Do-mi-fa-sol-si dan do-re-mi-sol-la secara berulang-ulang. Rasakan nuansanya. Itu baru dua wilayah musikal saja.
Untuk menggarap Arab dan memunculkan nuansa Arab tidak harus dengan simbol-simbol artifisial seperti unta, kurma, gamis, atau kebab. Mengenali budayanya saja sudah cukup. Syukur seperti Cak Fuad yang menguasai bahkan menjadi salah satu dari sembilan orang di dunia yang didaulat sebagai tim Dewan Bahasa Arab Kerajaan Saudi. Atau kalau tidak bisa bahasa Arab seperti saya ini yang sepanjang acara Padhangmbulan kemarin hanya thola-tholo tidak paham dengan apa yang diucapkan Kiai Muazamil selaku pembawa acara, cukup mengenali budaya musiknya. Syukur seperti para awak KiaiKanjeng yang dengan sangat gemilang memainkan nomor lagu-lagu Umi Kultsum malam itu.
Mungkin inilah perwujudan dari apa yang sering kita dengar di pertemuan maiyah.
“Jawa digawa, Arab digarap, Barat diruwat”
Selama masih dalam koridor ‘mizan’, timbangan-timbangan yang adil, tidak ada salahnya mempelajari kebudayaan di luar kebudayaan kita.
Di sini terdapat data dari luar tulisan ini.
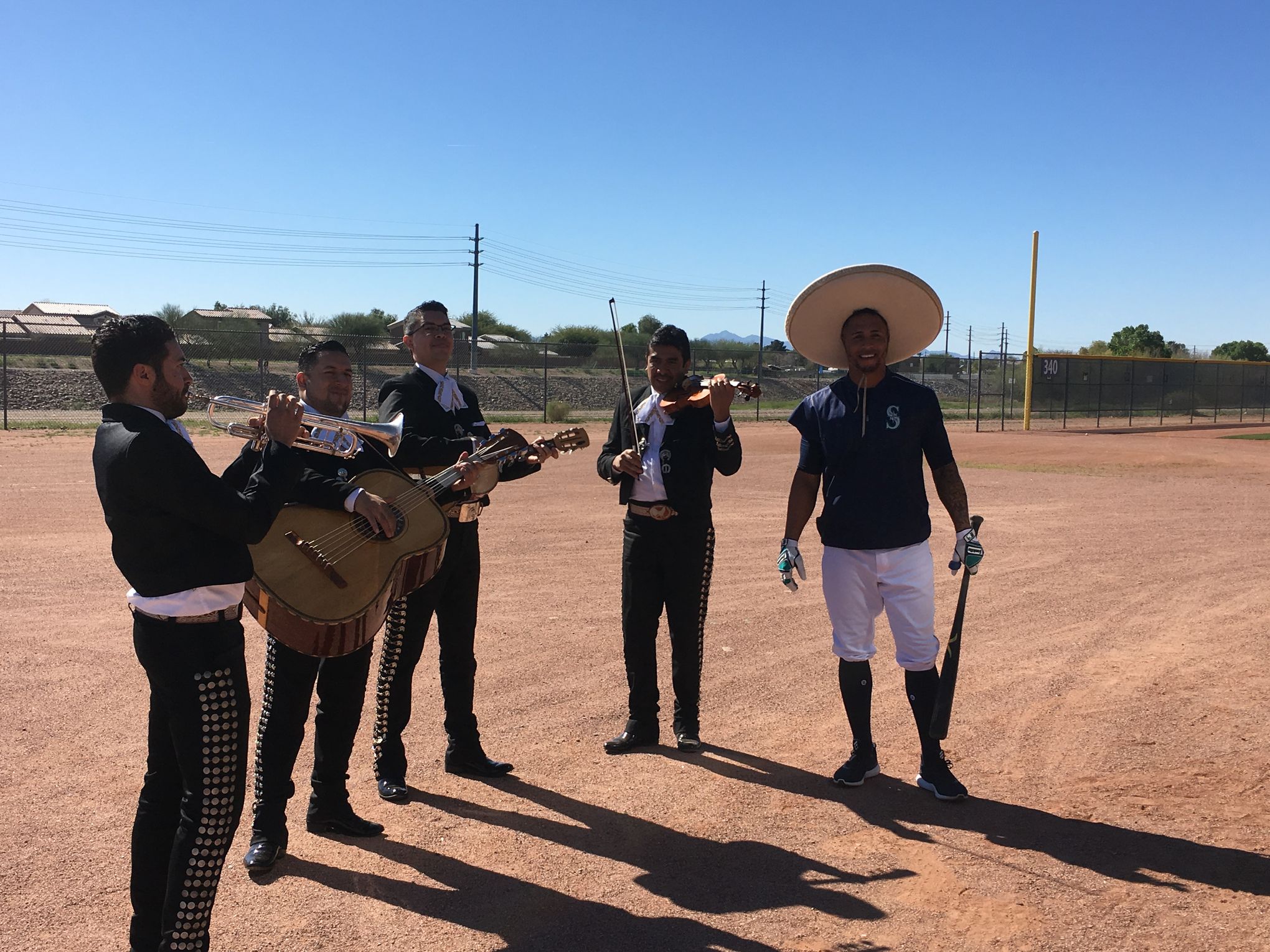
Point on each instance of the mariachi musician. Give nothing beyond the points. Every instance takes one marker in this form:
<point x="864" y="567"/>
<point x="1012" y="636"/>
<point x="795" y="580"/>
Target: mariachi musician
<point x="326" y="383"/>
<point x="669" y="534"/>
<point x="442" y="424"/>
<point x="181" y="534"/>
Porsi, presisi, akurasi, resolusi tetap menjadi senjata untuk mengerti batas wilayah kedaulatan kebudayaan masing-masing. Lihat kenyataan KiaiKanjeng yang keliling di berbagai belahan bumi. Atau lihat KiaiKanjeng ketika menyambut tamu-tamu Maiyah yang diundang ke atas panggung, lagu dari kebudayaan mana yang mereka bawakan. Semuanya dalam rangka menghormati tamu, kalau mereka berlaku sebagai tuan rumah. Atau membawakan oleh-oleh ketika mereka berlaku sebagai tamu. Mesti persembahan yang terbaiklah yang diberikan. Mesti jamuan paling lezatlah yang dikeluarkan. Mesti hadiah terindahlah yang disajikan.
Mengenal budaya Arab tidak lantas kita menjadi orang Arab. Cukup mengenal bahasanya. Cukup memainkan musiknya. Atau tataran yang lebih rendah lagi, seperti saya, cukup sedikit tahu tentang budaya musiknya, orang mungkin sudah berpikir,
“Oh, arek iki ya ngerti Arab. Ngajine mesti apik.”
Padahal….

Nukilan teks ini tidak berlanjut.